Digital Realty’s former Chairman has blasted the company in a new resignation letter.
In the letter, Laurence Chapman accuses the company’s board of poor governance and highlights a number of incidents he believes show the company making poor decisions and lacking transparency with shareholders.
DRT’s board doing a “disservice to shareholders”
Chapman joined Digital Realty's Board of Directors upon its IPO in 2004 and served as Chairman from 2017 until 2022, with Mary Hogan Preusse taking over the position.
Digital and Chapman originally announced he was standing down in March 2023. Chapman’s tenure had been scheduled to end on June 8 and he was not seeking re-election.
At the time he said: "It has been a great honor to serve on Digital Realty's Board of Directors since its IPO. It has been an extraordinarily rewarding experience to see the company's tremendous growth and evolution over the last nineteen years.
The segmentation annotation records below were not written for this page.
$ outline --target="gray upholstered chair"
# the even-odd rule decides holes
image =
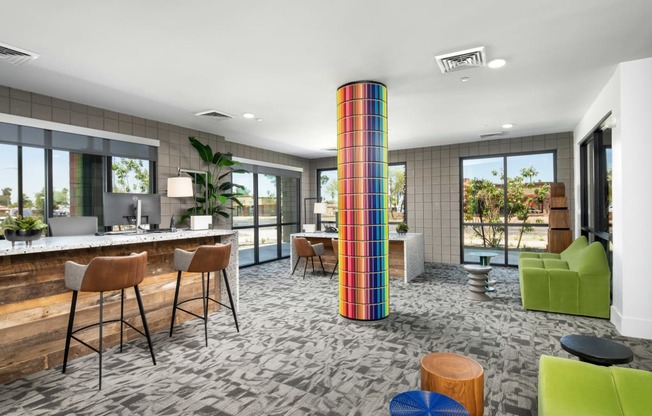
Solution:
[[[97,232],[97,217],[52,217],[48,218],[50,235],[94,235]]]
[[[308,268],[308,259],[312,262],[312,271],[315,271],[315,257],[319,258],[319,263],[321,263],[321,270],[326,276],[326,270],[324,269],[324,262],[321,260],[322,254],[324,254],[324,244],[323,243],[317,243],[317,244],[310,244],[308,240],[306,240],[303,237],[294,237],[294,248],[296,249],[297,252],[297,262],[294,263],[294,268],[292,269],[292,274],[294,274],[294,271],[297,269],[297,266],[299,265],[299,260],[301,260],[302,257],[306,258],[306,264],[303,267],[303,278],[306,278],[306,269]]]
[[[68,351],[70,349],[70,340],[75,339],[86,347],[97,352],[100,356],[100,377],[99,388],[102,388],[102,327],[105,323],[120,322],[120,352],[122,352],[122,332],[123,325],[126,324],[134,331],[144,335],[147,338],[147,345],[152,354],[152,362],[156,365],[156,358],[154,357],[154,350],[152,349],[152,340],[149,336],[149,329],[147,328],[147,320],[145,319],[145,310],[143,309],[143,301],[140,297],[140,290],[138,284],[143,281],[145,277],[145,270],[147,268],[147,252],[143,251],[140,254],[132,254],[130,256],[105,256],[95,257],[88,265],[77,264],[72,261],[67,261],[65,264],[65,283],[66,287],[72,290],[72,302],[70,304],[70,316],[68,318],[68,331],[66,332],[66,347],[63,353],[63,373],[66,372],[68,364]],[[133,287],[136,292],[136,300],[138,301],[138,309],[140,310],[140,317],[143,321],[144,332],[135,328],[129,322],[124,320],[124,293],[125,288]],[[104,305],[104,292],[120,290],[120,319],[104,321],[102,316],[102,309]],[[86,325],[73,331],[75,321],[75,306],[77,305],[77,294],[79,292],[99,292],[100,294],[100,321],[96,324]],[[99,347],[95,349],[88,343],[77,338],[74,334],[83,331],[92,326],[99,326]]]
[[[177,270],[177,288],[174,291],[174,304],[172,306],[172,322],[170,322],[170,336],[172,336],[172,330],[174,329],[174,317],[177,309],[189,313],[190,315],[196,316],[199,319],[204,321],[204,340],[206,346],[208,346],[208,301],[213,301],[219,305],[224,306],[227,309],[231,309],[233,313],[233,320],[235,321],[235,329],[240,332],[238,326],[238,318],[235,315],[235,305],[233,304],[233,296],[231,295],[231,288],[229,286],[229,278],[226,275],[226,268],[229,265],[229,260],[231,258],[231,244],[215,244],[215,245],[204,245],[199,246],[195,251],[185,251],[180,248],[174,250],[174,270]],[[229,295],[229,305],[225,305],[219,302],[216,299],[210,297],[210,283],[211,283],[211,272],[222,271],[222,276],[224,277],[224,285],[226,287],[226,293]],[[201,273],[201,284],[202,284],[202,296],[194,297],[190,299],[183,300],[179,302],[179,287],[181,286],[181,272],[191,272],[191,273]],[[204,284],[204,273],[208,276],[206,279],[206,284]],[[183,309],[179,305],[190,302],[193,300],[202,300],[202,305],[204,309],[203,316],[198,315],[194,312],[191,312],[187,309]]]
I am heartened by Digital Realty's position and the outlook for data center infrastructure and I look forward to watching the team's continued progress."
However, in a new resignation letter this week addressed to current Chair Mary Hogan Preusse, he said he was resigning due to “a disagreement with the company regarding governance policy and practice, including, but not limited to the 2022 and 2023 selection of directors for nomination.”
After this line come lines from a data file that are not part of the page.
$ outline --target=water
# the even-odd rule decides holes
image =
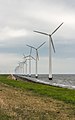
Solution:
[[[35,78],[35,75],[32,75],[31,77],[27,78],[29,80],[48,85],[75,89],[75,74],[53,74],[52,80],[48,79],[48,74],[39,74],[37,79]]]

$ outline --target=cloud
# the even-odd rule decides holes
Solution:
[[[27,35],[25,29],[14,29],[10,27],[4,27],[0,29],[0,40],[16,38],[16,37],[24,37]]]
In the letter he describes the way he and former CEO Bill Stein were removed from the company and board “were improper governance processes.”
Chapman noted that reviews and evaluations of company directors “never occurred” and his concerns over this were dismissed saying he was told what the company does is a “different matter” to what it tells shareholders.
He also noted director Mark Patterson engaged in ‘corrosive behavior’ and had contacted multiple people on the board trying to remove Alexis Bjorlin and VeraLinn 'Dash' Jamieson – referred to as “those two women." Patterson was also reportedly lobbying to appoint Andy Power as CEO, saying “the end justifies the means” when challenged on making such efforts outside the boardroom.
Chapman claimed that Patterson, upon being told the former would not support the latter’s nomination for the board in 2022, “threatened to go public with our investors and management and claim that I had a vendetta against him,”
“The very idea of a director using threats to retain his position on a board and placing his own interests ahead of the interests of Digital only added to my resolve that the board needed to address this issue,” Chapman wrote.
Chapman then claimed the board’s decision to remove him as chairman was done after “the third glass of wine” and without the input of then-CEO Stein.
He likewise suggested that decisions about a new CEO had already been going on and the decision, timing, and final candidate choice had already been established by a subset of directors around November 2022.
“The governance practices you have endorsed are a disservice to our shareholders,” Chapman said. “Many investors believe there is a link between good governance and company performance. I hope that by placing these matters in public view, you and the Digital board will address them to the benefit of shareholders and future directors, before it is too late.”
He added: “I fully support management and the steps they are taking to continue the transformation of the company and to address the current liquidity concerns. My disagreement is solely with governance policy and practices, and I am concerned that the loss of a healthy governance environment has had and continues to have a negative impact on the company.”
In its own SEC filing, Digital said: “The company believes its governance policies and practices are compliant and robust, including numerous improvements in recent years. The Board believes in the importance of good governance and remains focused on governance matters, including periodic Board refreshment to provide diversity, fresh thinking, and new perspectives.”
It added: “The company wishes to emphasize that the written notification of resignation reflects the thoughts and beliefs of Mr. Chapman only.”
Prior to joining Digital's board, Chapman was CFO of Goodrich Aerospace, and previously held roles at Westinghouse Electric Company. His profile page on Digital Realty's site has been removed.
Hogan Preusse previously served as a managing director and co-head of America's real estate for APG Asset Management US. As well as Digital Realty, she is also on the boards of Monthly Divedend-owned Realty Income Corporation (and Vareit Inc. before it was acquired by Realty Income); real estate investment trust Host Hotels & Resorts; and Kimco Realty Corporation. She stepped down from the board of co-working company Industrious last year. She is also Senior Advisor to Fifth Wall, a venture capital firm focused on real estate technology.
Mark R. Patterson has served as a Digital Realty director since 2016. He was previously CEO of Boomerang Systems, and served as the managing director and the head of real estate global principal investments at Merrill Lynch as well as global head of real estate investment banking at Citigroup.